Homology Functor, Prod. Spaces, Chain Groups: Refs Needed

[WWGD]

Hi all,
Went to a seminar today, arrived a few minutes late; hope someone can tell me something about this topic and/or give a ref so that I can read on it . I know this is a lot of material; if you can refer me to at least some if, I would appreciate it :

1)Basically, understanding how/why the (co)homology functor can/does fail to agree with the product of spaces, when we do not work with coefficients in a field i.e.,

$H^k(X \times Y) \neq \bigoplus_{i+j=k} H^i (X) \otimes H^j(X)$

is not satisfied when we do not work with coefficients in a field; I am tooignorant at this point to understand why/how field coefficients matter ( I was considering the issue of torsion, but there was no mention that the fields had to be of characteristic zero). Also,

2)What kind of correction terms do we need when we consider (co)chain groups on product spaces, i.e., what is the relationship between$C_p(X \times Y)$ and $C_p(X), C_p(Y)$ and how the differential/boundary operator works on the (co)homology of products, i.e., if we have $\delta$ boundary operator on different (co)chain complexes, how/when can we define a boundary operator on the product $X \times X$. Does it make sense to consider a product of (co)chain complexes with different boundary operators?

Basically, we work with inclusion , diagonal and projection diagrams/operations, i.e., $x \rightarrow (x,x)$, etc.

Thanks.

 

[WWGD]

I guess I was being lazy; in case anyone is interested, the main topics are algebras, coalgebras, and their dualizations, the existence of coproducts in homology/cohomology, Hopf algebras , etc.
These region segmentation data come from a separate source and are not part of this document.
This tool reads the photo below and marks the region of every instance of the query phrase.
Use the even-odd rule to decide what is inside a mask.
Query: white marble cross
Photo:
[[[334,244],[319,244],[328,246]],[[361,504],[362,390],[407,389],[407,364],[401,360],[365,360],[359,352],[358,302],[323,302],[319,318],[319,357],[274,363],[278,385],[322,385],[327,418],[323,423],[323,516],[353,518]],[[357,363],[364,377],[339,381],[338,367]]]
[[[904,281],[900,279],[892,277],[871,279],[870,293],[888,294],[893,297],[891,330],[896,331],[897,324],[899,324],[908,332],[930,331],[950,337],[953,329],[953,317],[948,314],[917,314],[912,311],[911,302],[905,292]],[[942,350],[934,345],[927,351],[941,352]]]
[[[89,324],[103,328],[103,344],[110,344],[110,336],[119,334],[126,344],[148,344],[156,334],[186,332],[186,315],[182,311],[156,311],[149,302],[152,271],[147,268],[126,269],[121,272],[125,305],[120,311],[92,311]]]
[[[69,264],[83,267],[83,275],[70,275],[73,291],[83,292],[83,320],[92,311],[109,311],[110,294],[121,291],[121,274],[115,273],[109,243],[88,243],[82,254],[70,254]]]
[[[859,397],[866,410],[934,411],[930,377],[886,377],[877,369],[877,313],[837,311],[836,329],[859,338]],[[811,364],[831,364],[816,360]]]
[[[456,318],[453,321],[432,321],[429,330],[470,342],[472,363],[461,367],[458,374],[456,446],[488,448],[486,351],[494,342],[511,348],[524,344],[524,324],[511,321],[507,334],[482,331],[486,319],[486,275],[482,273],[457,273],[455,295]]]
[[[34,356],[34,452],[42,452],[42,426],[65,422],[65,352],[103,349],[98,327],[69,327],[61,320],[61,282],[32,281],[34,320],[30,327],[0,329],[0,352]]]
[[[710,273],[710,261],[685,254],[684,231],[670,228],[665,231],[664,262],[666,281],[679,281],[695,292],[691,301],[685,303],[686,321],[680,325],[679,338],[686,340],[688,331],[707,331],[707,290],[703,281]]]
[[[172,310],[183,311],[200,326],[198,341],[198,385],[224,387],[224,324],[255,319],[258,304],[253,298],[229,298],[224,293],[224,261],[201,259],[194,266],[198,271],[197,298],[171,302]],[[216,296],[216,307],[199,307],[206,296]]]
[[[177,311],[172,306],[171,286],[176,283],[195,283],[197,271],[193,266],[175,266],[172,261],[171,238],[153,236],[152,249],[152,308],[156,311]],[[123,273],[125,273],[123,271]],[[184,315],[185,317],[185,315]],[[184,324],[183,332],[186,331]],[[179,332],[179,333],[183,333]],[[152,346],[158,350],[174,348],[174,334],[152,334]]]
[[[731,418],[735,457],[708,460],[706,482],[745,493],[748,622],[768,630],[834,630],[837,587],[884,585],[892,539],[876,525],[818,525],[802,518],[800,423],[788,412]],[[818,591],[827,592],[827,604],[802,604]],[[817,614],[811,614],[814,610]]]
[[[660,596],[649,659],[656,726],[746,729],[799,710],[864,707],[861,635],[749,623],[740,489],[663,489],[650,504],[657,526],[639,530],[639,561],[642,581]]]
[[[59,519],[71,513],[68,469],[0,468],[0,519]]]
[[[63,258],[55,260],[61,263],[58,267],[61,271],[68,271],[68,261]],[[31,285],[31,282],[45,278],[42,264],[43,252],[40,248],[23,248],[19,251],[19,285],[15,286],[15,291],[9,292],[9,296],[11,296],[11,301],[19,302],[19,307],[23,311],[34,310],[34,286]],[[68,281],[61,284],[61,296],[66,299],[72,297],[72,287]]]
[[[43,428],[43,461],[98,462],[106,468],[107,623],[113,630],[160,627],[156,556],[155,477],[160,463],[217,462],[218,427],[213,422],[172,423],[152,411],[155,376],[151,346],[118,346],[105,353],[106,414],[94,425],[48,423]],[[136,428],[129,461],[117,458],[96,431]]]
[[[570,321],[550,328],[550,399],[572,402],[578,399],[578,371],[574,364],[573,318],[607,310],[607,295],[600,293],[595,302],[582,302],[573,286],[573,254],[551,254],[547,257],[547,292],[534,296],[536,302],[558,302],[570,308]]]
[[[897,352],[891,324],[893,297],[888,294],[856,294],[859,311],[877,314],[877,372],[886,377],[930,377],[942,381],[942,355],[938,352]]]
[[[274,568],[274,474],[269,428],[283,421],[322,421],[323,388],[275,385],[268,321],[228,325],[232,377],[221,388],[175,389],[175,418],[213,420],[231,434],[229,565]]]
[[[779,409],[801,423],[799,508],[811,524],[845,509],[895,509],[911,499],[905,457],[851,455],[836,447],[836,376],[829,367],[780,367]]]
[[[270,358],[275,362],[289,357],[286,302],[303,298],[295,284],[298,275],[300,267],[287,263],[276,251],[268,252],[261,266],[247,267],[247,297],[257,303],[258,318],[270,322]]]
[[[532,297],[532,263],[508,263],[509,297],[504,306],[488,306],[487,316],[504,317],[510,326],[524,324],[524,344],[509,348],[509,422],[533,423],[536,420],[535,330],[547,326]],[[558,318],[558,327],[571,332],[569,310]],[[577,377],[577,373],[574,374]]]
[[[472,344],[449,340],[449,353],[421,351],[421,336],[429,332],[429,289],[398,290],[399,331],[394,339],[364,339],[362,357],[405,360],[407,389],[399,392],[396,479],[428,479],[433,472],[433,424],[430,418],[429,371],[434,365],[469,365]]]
Some of these issues and other related ones are dealt, e.g., in : http://mathoverflow.net/questions/415/does-homology-have-a-coproduct

Still, I would appreciate additional comments/refs.

 

[homeomorphic]

Have you read what Hatcher has to say about the chain complexes and homology/cohomology of products (especially for CW-complexes)?
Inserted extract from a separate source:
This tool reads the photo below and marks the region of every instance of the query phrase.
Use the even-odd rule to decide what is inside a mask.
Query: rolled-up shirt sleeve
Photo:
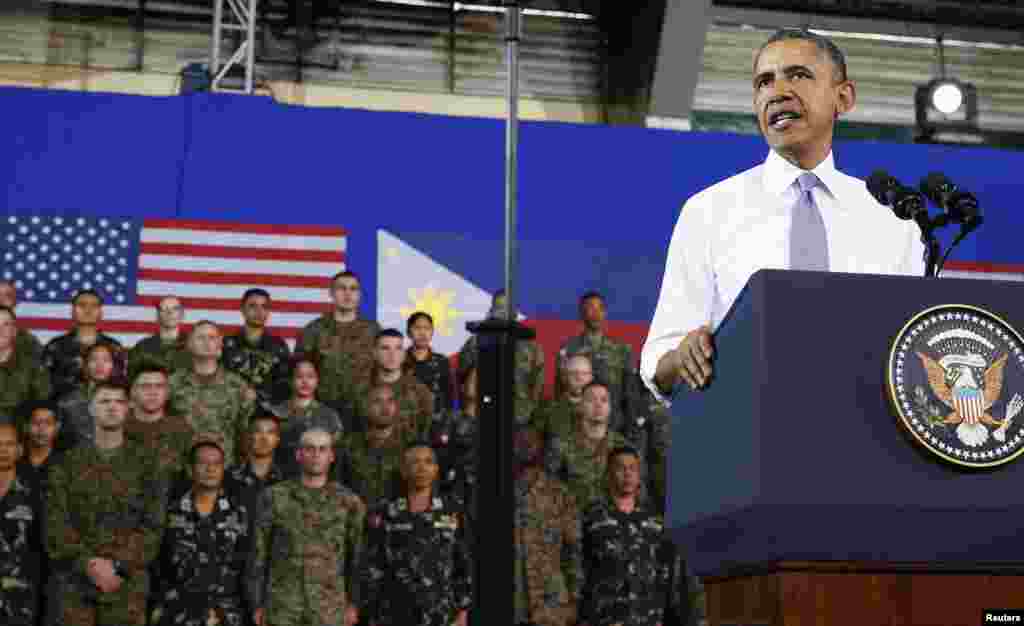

http://www.math.cornell.edu/~hatcher/AT/ATpage.html

I tend to like to figure stuff out in the CW setting because it's more geometrical and when all is said and done, everything is weak-equivalent to a CW complex, so you don't lose anything as far as homology and cohomology goes.
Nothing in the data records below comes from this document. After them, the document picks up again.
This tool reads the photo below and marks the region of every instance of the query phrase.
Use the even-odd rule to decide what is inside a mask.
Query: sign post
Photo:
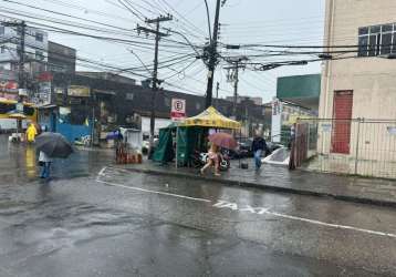
[[[171,99],[170,119],[174,122],[186,119],[186,100]]]
[[[282,131],[282,102],[274,98],[272,100],[272,124],[271,124],[271,142],[280,143],[281,142],[281,131]]]
[[[186,100],[184,99],[171,99],[170,117],[173,122],[179,122],[186,119]],[[179,127],[176,129],[176,168],[179,166],[178,160],[178,140],[179,140]]]

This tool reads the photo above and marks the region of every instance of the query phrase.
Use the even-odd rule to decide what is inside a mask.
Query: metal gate
[[[335,146],[335,141],[348,145],[348,151]],[[320,172],[396,178],[396,120],[299,120],[291,165]]]

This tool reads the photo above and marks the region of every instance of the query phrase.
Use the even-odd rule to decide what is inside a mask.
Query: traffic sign
[[[181,121],[186,119],[186,100],[171,99],[170,117],[173,121]]]

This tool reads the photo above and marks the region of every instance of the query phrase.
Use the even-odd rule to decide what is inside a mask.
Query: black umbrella
[[[44,152],[50,157],[66,158],[73,153],[72,145],[59,133],[42,133],[35,137],[35,145],[39,151]]]

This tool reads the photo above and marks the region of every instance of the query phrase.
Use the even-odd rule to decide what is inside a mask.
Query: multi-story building
[[[20,25],[0,25],[0,70],[19,71]],[[45,71],[48,62],[48,33],[32,27],[25,27],[24,34],[24,72],[34,79]]]
[[[76,50],[49,41],[48,71],[75,73]]]
[[[227,96],[226,100],[230,101],[230,102],[233,102],[233,96]],[[243,95],[238,95],[237,96],[237,104],[240,104],[241,102],[243,102],[246,100],[253,101],[256,105],[262,105],[262,98],[243,96]]]
[[[326,0],[316,124],[326,171],[396,177],[396,6]],[[320,160],[322,161],[322,160]]]

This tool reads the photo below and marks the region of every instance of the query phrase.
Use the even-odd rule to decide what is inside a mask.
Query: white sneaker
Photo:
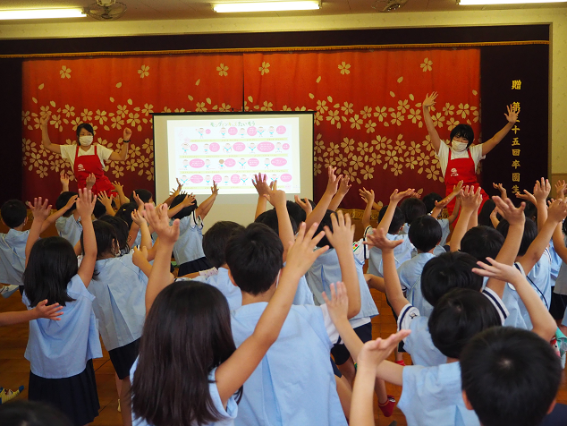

I'm also being a bit lazy, but if I wanted to understand it more fully, I'd go back and read that. It's hard to see what you were missing because I don't know how you convinced yourself that the homology is that way if you have field coefficients. To me, I just know the chain complex works that way and it's not clear that when you take homology that it's going to break down the same way in terms of just the direct sum of tensor products thing that you have there. That only happens on the chain level.

 

[WWGD]

There was also the issue of the conditions , if any, under which the product in cohomology , i.e., the cup product can be dualized into a coproduct in homology, and general conditions under which homology and cohomology are duals of each other. It seems like finite-dimensionality and bgeing torsion-free are necessary, thou am not sure they are sufficient. But , yes, I do need to read some more; thanks for the link.